The eyes may be the windows to the soul, but they can get deceptively clouded. The face is the proverbial red carpet that we roll out to greet others. It is purposeful, pleasant, and perfunctory, but the human face is also a jumble of contradictions.
On the one hand, people often keep a “stiff upper lip” to disguise how they’re truly feeling. On the other, more lucrative, hand, humans often emote freely and evocatively. It is this angle on which the tech world is banking, having spent over $20 billion dollars developing software that can read our every smirk and grimace. Blue chip companies believe that studying facial recognition patterns will provide them the key to customer satisfaction. Is our product being received well? How happy does it make consumers? Do smiles translate into dollars?
These questions may drive the private sector’s quest to be the best, but is the public responding with a collective poker face?
Put On a Brave Face
A recent study explored the correlation between human expression and the true feelings they convey. While there is an inevitable link between the two, our deeper emotions linger far below the surface, tucked away from the prying eyes that may be analyzing our face at the time. A simple smile may mask one’s sadness while a forced frown stifles a giggle just simmering behind a set of clenched teeth.
Adding to the complexity of the situation, the human race is a wildly varied subject, evolving with every nuanced interaction. For instance, cultural norms differ across the globe. A stoic expression in Southeast Asia might be seen as a pensive glare in Scandinavia. We are products of our environment and upbringing, and our facial expressions are conditioned over time to act as not only a first impression, but also a shield. We train ourselves to smile when it’s appropriate, stay stone-faced when the topic of conversation is solemn, and generally adhere to societal norms.
So how can Emotion AI crack this facial façade?
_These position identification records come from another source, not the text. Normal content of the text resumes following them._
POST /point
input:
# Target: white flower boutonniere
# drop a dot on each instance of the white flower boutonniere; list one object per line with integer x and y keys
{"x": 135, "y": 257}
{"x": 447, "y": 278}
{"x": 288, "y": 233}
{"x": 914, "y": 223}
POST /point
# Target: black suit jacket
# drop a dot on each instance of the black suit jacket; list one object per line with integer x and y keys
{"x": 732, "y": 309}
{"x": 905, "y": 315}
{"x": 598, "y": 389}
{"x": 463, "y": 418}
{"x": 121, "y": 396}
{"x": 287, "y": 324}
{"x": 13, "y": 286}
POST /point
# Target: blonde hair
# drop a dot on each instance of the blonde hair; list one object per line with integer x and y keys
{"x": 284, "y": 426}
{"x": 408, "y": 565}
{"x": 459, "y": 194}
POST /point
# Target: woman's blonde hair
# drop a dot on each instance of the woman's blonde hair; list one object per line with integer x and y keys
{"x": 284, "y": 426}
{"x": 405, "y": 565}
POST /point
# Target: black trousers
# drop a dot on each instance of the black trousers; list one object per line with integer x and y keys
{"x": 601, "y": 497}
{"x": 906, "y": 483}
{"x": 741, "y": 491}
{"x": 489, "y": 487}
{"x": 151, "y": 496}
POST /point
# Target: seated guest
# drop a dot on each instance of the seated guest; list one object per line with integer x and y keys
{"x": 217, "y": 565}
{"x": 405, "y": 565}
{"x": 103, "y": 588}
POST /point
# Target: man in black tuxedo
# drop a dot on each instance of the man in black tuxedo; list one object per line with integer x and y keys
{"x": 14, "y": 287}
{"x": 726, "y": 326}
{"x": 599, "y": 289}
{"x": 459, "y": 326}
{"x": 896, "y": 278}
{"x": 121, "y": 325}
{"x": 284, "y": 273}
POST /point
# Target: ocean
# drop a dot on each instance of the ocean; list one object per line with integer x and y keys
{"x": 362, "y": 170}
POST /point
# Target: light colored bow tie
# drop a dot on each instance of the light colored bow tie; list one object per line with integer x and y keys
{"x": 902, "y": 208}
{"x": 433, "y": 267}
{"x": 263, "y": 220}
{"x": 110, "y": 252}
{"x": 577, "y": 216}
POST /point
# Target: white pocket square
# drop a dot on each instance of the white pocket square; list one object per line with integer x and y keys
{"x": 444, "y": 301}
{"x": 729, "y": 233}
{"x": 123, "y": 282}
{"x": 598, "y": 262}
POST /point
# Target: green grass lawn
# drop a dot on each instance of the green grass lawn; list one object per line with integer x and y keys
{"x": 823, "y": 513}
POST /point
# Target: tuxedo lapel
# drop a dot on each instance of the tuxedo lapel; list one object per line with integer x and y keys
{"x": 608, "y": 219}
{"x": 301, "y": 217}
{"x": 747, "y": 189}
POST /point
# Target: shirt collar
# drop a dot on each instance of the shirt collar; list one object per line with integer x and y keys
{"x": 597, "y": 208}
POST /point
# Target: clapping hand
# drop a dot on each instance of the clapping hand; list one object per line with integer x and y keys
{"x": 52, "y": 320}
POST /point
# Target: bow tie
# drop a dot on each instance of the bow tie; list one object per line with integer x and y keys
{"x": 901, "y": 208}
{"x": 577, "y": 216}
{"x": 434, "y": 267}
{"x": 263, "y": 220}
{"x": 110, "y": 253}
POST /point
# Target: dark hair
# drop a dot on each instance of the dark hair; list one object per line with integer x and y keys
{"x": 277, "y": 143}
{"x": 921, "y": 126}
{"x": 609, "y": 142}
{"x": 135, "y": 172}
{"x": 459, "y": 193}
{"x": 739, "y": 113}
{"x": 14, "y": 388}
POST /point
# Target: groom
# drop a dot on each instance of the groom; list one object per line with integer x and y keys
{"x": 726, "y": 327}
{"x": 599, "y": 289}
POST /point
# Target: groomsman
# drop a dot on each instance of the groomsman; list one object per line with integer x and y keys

In a word: voice. Given the lost in translation paradigm laid out above, one might think that the various languages that exist in our world would make it more difficult to discern emotion from speech patterns. However, research indicates that vocal expression is more universal than the words being uttered. Even when a listener doesn’t understand a language being spoken, their mind can discern feelings like sadness, exhaustion, and anger just from the tone of voice.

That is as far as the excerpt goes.